Conformational Switches for Low Energy Carbon Separation.
The second objective delineated in our proposal focused on the design and synthesis of properly functionalized heterocyclic frameworks that are susceptible to a conformational change upon exposure to an outside stimulant. We were able to synthesize an imidazolide ionic liquid and N-heterocyclic carbene as the warhead functionality in carbon capture, each bearing a 2,5-dimethylthienyl ethene group susceptible to a UV light initiated 6π electrocyclization. We established through UV-Vis spectroscopy that this conformational change weakened the newly formed C–C bond with carbon dioxide, and thereby resulting in a decrease of the energy penalty required for carbon desorption. The bis(thienyl)imidazole was synthesized in two steps from commercially available 2,5-dimethylthiophene, and converted into either the corresponding ionic liquid or N-hetereocyclic carbene. Exposure to 1 atm of CO2 yielded the the carboxylated adduct in near quantitative yield. Rapid electrocyclic ring opening upon exposure to ambient light validated the recyclable nature of this unique design, and demonstrated the efficacy of this approach toward future applications in carbon capture and utilization. The support for these efforts was critical to establishing a base for future efforts aimed at providing a working fluid for advanced industrial applications.

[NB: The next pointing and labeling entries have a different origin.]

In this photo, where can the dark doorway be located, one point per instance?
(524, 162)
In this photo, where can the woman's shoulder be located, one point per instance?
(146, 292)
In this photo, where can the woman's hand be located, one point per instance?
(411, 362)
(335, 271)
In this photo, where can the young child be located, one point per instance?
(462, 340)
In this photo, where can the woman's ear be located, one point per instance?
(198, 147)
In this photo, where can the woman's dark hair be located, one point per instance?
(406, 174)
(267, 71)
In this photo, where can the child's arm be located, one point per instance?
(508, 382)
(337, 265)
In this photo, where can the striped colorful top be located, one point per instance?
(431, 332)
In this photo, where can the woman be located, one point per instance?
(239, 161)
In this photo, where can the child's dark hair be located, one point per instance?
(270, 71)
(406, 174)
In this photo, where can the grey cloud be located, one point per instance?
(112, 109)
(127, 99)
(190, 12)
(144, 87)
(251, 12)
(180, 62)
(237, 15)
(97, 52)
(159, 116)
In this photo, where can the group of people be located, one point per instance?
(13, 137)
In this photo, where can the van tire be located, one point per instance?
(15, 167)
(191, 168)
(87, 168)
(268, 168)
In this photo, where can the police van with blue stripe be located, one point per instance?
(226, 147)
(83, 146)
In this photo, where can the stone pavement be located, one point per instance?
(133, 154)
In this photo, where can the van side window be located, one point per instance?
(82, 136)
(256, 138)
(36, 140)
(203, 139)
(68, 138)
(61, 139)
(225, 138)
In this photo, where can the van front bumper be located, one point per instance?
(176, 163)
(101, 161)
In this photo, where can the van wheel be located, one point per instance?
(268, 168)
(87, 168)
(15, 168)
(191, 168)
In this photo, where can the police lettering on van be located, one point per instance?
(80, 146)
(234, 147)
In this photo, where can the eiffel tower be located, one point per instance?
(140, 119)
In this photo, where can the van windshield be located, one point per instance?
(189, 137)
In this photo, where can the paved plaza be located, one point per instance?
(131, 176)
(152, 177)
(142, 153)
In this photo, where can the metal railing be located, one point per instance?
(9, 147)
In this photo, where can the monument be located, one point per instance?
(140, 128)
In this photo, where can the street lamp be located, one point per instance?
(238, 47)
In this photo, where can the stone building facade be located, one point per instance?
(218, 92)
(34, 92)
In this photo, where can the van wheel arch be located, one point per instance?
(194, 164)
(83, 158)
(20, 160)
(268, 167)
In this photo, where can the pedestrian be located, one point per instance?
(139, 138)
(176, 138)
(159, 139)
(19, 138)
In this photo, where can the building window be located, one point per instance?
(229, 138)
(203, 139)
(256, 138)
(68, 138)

In summary, we are exceedingly grateful for the ACS PRF support of this work that has established an exhilarating and vibrant addition to my research program. The support has had a significant impact on the training of students in materials design and synthesis, and in the establishment of multiple avenues of hetereocycle construction and applications. Students involved on these projects obtained additional skills associated with small molecule synthesis and their subsequent evaluation as new carbon capture agents.